Farewell to Naivety

Many people are waiting for life to settle down. At times, I fall into the same anticipation. But maybe the belief that we experience small ruptures and then life settles down is an illusion? Maybe it just keeps changing and what we haven’t accepted is the need to grow and run with life’s iterations differently. Remaining naive to that trips us up.

Engaging in a relationship with a life long partner is the beginning of a journey. It never ends. Commitment is the first experience. Many, many more follow. Careers, children, extended families, dislocation, relocation, economic circumstances all make unforeseen demands on what started out as a safe space for two people. That space comes and goes. How does a couple go back to what it was when everything has changed?

Having a child is also just the beginning. Parenting is a long learning trajectory. Health issues, neurological individuality, learning difficulties, changes that come as new areas of the brain activate through adolescence and early adulthood. All need navigating and support. Throw in the challenges of modern technology, drugs and alcohol, school dynamics, and family restructuring, parenting demands that we frequently hit the ‘refresh’ button.

And as we age, death and illness appear with increasing frequency. Colleagues and partners die unexpectedly through heart attacks. Cancer eventually makes an appearance. Parents become frail, needing intensive support to organise living arrangements and care. Chronic illnesses emerge interfering with daily activities and ease with activity outside the home. Everything changes with the appearance of these factors in our daily lives. Most notably our internal realities. Once the realisation that life is random and finite has birthed into conscious awareness, nothing shifts it. Our inner stability is shaken. For some, it is too much and life stops.

Once any of these events have entered our personal narratives, life never returns to ‘how it was’. The events catapult us from one reality to another.

How do we cope? Do we numb the discomfort with whatever means we have available? Do we grit our teeth and hope that eventually it will all settle? Or do we acknowledge this is how things are? Change, disruption, the call to be more than what we were yesterday is the one constant we can expect.

For those of us who write, or create in any form, is the knowledge that an internal space of creation is always available. Know it intimately enough and we eventually know that ‘it’ is the only constant. It is the quiet centre of the storms that swirl around us. It is the space out of which human resiliency emerges, the space in which who we are resides, the part of us that knows we can handle whatever comes our way, even if that demands ongoing small deaths of what we think ourselves to be, intertwined with unending small resurrections from within of our infinite essence.
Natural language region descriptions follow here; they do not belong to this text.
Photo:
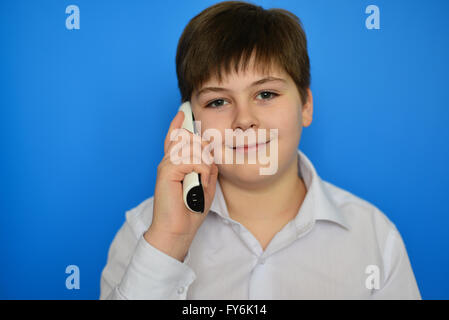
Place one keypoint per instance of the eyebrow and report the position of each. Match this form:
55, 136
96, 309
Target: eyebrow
255, 83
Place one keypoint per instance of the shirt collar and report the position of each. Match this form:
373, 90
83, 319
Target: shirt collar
317, 204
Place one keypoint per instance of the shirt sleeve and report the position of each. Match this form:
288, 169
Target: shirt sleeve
135, 270
399, 281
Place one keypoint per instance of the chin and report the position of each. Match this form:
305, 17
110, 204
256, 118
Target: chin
244, 173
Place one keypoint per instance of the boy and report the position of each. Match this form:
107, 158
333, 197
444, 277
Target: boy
288, 235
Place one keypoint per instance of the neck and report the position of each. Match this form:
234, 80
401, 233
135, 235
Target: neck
279, 199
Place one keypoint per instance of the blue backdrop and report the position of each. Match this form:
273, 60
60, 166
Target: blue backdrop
83, 115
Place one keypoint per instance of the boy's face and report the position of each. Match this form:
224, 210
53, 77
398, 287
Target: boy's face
274, 104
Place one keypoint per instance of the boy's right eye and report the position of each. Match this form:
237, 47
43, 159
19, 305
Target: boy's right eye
211, 104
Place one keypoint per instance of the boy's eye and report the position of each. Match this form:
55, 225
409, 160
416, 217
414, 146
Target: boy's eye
266, 95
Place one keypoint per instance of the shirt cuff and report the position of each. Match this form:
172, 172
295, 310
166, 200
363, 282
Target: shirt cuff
152, 274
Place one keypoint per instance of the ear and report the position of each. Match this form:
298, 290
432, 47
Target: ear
307, 110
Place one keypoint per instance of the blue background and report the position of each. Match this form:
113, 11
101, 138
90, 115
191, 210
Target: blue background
83, 115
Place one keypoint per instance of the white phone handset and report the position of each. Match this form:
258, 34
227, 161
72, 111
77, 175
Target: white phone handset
193, 192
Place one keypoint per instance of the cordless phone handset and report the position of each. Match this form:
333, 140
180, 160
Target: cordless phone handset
193, 193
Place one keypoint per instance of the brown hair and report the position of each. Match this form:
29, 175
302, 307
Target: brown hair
231, 30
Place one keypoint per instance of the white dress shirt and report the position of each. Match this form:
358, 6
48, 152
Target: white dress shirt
338, 246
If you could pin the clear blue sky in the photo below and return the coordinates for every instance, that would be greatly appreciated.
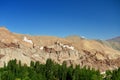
(95, 19)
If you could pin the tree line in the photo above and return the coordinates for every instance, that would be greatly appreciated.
(52, 71)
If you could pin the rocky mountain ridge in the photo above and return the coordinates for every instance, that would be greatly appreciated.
(76, 51)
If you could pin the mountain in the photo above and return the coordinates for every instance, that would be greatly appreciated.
(72, 50)
(115, 43)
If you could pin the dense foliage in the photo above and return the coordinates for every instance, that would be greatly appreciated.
(52, 71)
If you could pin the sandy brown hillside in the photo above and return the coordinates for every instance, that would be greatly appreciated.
(72, 50)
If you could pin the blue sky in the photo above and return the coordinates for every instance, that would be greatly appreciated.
(94, 19)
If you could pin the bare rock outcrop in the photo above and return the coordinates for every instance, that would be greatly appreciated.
(75, 51)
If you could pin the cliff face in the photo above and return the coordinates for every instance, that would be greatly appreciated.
(76, 51)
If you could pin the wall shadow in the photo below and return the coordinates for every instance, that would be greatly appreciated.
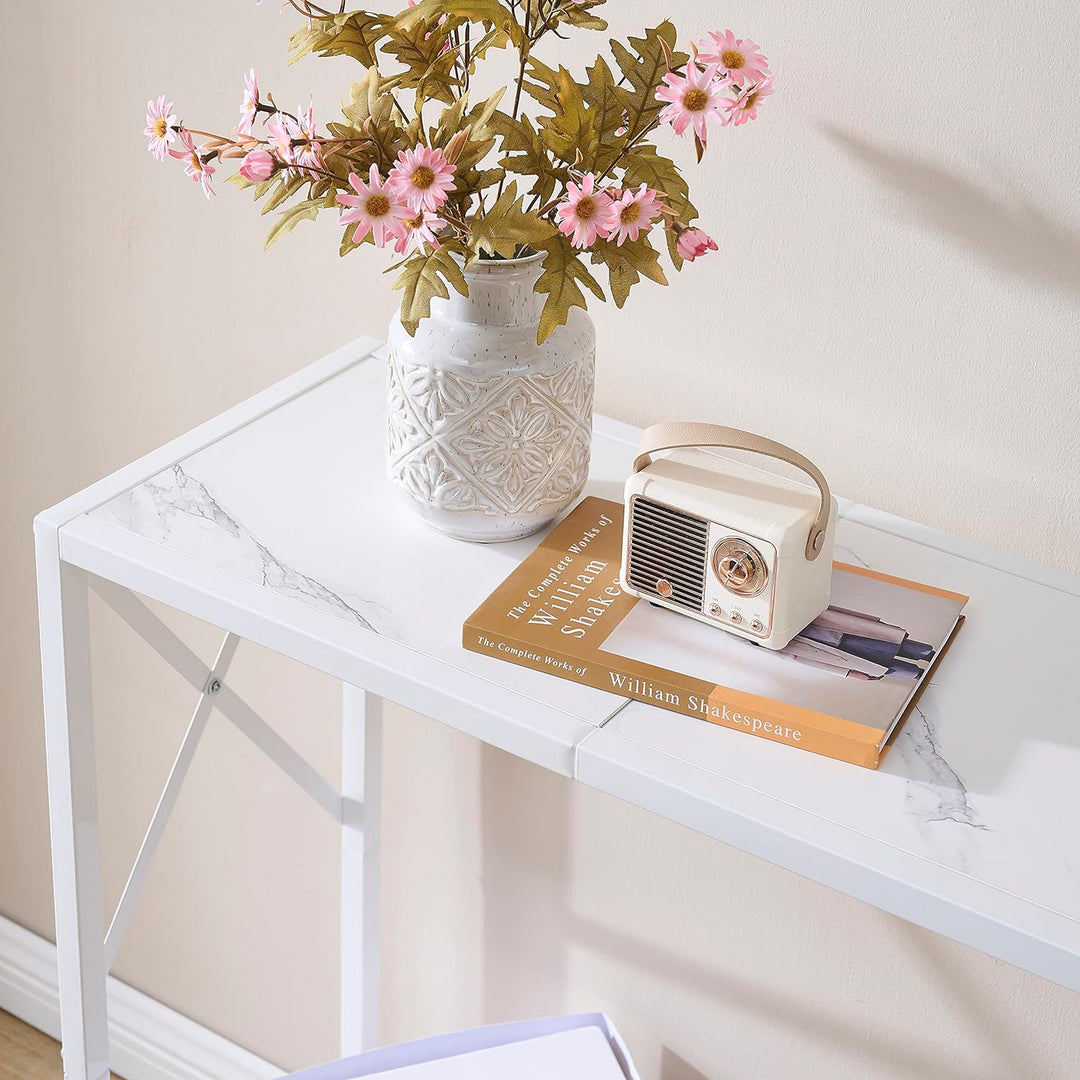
(525, 859)
(1007, 231)
(794, 1011)
(673, 1067)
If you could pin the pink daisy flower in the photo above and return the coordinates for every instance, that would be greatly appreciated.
(744, 107)
(199, 171)
(247, 107)
(583, 214)
(693, 243)
(632, 213)
(257, 165)
(693, 98)
(418, 230)
(422, 178)
(739, 57)
(377, 210)
(160, 126)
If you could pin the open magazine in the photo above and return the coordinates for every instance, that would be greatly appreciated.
(839, 688)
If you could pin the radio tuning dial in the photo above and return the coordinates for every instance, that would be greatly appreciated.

Internal death and resurrection. Our true nature and the antithesis to a perspective that says we need ‘forever’ external stability and perfection. Stability resides within. The small deaths and small resurrections are our innate perfection. Write to reveal them.

Disentangling

In the world of personal growth, there are ‘many roads to Rome’. My particular pathway to liberation of the self and greater authenticity is journalling. The practice supported me to successfully navigate the dismantling of an emotionally unhealthy relationship and create a wonderful life. It is where I go to process parenting issues or questions about the direction of my work. It is also where I go to record insights as they come, observations about how our inner world works, and moments of intense gratefulness for the gift of being alive.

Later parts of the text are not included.